Barry L. Wells (born 1942, Columbus, Ohio) is a career member of the Senior Executive Service who served as the American Ambassador to Gambia. He was also an Associate Professor and Assistant Dean at Howard University Graduate School of Social Work from 1972–1978.

Wells graduated from East High School in Columbus in 1959 and went on to earn his Bachelor of Arts degree in Psychology from Youngstown State University in 1966 and a Master’s in Social Work from the University of Pittsburgh in 1970.

He joined the State Department’s Foreign Service Institute in 1988, ultimately serving as Deputy Director. Condoleezza Rice appointed Wells the Department of State’s first Chief Diversity Officer on January 22, 2007.

==LGBT issues in Gambia==

Former Gambian President Yahya Jammeh said in May 2008 that laws "stricter than those in Iran" against homosexuals would soon be introduced and vowed to "cut off the head" of any homosexual caught in the country. On 15 May 2008, Jammeh gave homosexuals 24 hours to leave the country. He also commanded "all those who harbour such individuals to kick them out of their compounds, noting that a mass patrol will be conducted on the instructions of the [Inspector General of Police] ... and the director of the Gambia Immigration Department to weed bad elements in society". He said, "Any hotel, lodge[,] or motel that lodges this kind of individuals will be closed down, because this act is unlawful. We are in a Muslim dominated country and I will not and shall never accept such individuals in this country".

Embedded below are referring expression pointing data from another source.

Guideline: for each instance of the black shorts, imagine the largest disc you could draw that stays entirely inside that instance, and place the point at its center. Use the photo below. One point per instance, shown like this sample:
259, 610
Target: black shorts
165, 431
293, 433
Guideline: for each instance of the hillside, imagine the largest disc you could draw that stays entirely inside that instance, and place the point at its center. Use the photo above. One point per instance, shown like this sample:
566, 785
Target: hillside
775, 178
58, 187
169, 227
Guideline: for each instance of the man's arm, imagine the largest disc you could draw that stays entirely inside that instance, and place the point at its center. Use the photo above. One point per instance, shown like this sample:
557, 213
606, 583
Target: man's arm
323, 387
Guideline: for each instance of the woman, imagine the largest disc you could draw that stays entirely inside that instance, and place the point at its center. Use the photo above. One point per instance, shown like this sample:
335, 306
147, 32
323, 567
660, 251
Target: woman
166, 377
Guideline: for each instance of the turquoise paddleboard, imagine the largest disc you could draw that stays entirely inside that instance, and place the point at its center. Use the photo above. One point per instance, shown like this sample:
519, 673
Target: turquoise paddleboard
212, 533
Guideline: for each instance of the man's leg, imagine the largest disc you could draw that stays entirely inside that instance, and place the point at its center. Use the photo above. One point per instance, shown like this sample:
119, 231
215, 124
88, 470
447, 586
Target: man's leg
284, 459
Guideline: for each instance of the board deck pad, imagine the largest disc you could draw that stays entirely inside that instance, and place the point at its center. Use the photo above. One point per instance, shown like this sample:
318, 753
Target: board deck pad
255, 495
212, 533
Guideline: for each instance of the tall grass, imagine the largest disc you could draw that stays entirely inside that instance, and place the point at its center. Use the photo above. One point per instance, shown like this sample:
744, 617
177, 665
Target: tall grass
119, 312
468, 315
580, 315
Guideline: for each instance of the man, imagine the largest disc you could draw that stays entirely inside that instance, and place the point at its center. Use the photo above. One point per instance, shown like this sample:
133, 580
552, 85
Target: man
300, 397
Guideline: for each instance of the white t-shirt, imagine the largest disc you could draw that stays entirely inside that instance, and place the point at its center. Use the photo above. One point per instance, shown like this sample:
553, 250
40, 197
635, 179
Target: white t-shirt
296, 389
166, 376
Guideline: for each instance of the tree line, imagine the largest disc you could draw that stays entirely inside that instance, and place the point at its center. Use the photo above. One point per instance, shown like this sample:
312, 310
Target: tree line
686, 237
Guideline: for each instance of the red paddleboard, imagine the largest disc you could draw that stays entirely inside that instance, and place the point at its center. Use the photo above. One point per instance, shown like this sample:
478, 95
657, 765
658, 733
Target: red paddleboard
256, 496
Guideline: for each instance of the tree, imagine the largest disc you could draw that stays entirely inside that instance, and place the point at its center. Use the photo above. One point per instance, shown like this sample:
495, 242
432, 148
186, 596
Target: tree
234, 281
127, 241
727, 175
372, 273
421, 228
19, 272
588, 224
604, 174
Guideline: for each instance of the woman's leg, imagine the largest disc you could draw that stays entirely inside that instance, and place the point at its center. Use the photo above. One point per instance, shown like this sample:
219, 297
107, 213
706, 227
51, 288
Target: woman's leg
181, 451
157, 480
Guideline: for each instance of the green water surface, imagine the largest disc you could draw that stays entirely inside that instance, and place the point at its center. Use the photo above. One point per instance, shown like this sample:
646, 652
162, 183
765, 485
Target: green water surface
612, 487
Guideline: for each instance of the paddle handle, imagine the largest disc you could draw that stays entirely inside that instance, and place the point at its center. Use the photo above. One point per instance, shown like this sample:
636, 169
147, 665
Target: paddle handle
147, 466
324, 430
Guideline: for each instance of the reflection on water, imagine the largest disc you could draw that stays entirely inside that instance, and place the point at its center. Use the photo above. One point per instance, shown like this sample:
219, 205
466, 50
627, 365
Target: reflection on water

President Jammeh said in a speech before newly promoted army chiefs on 7 December 2009, "We will not encourage lesbianism and homosexuality in the military. It is a taboo in our armed forces. I will sack any soldier suspected of being a gay or lesbian in the Gambia. We need no gays in our armed forces." Jammeh advised the army chiefs to monitor the activities of their men and deal with soldiers bent on practicing lesbianism in the military.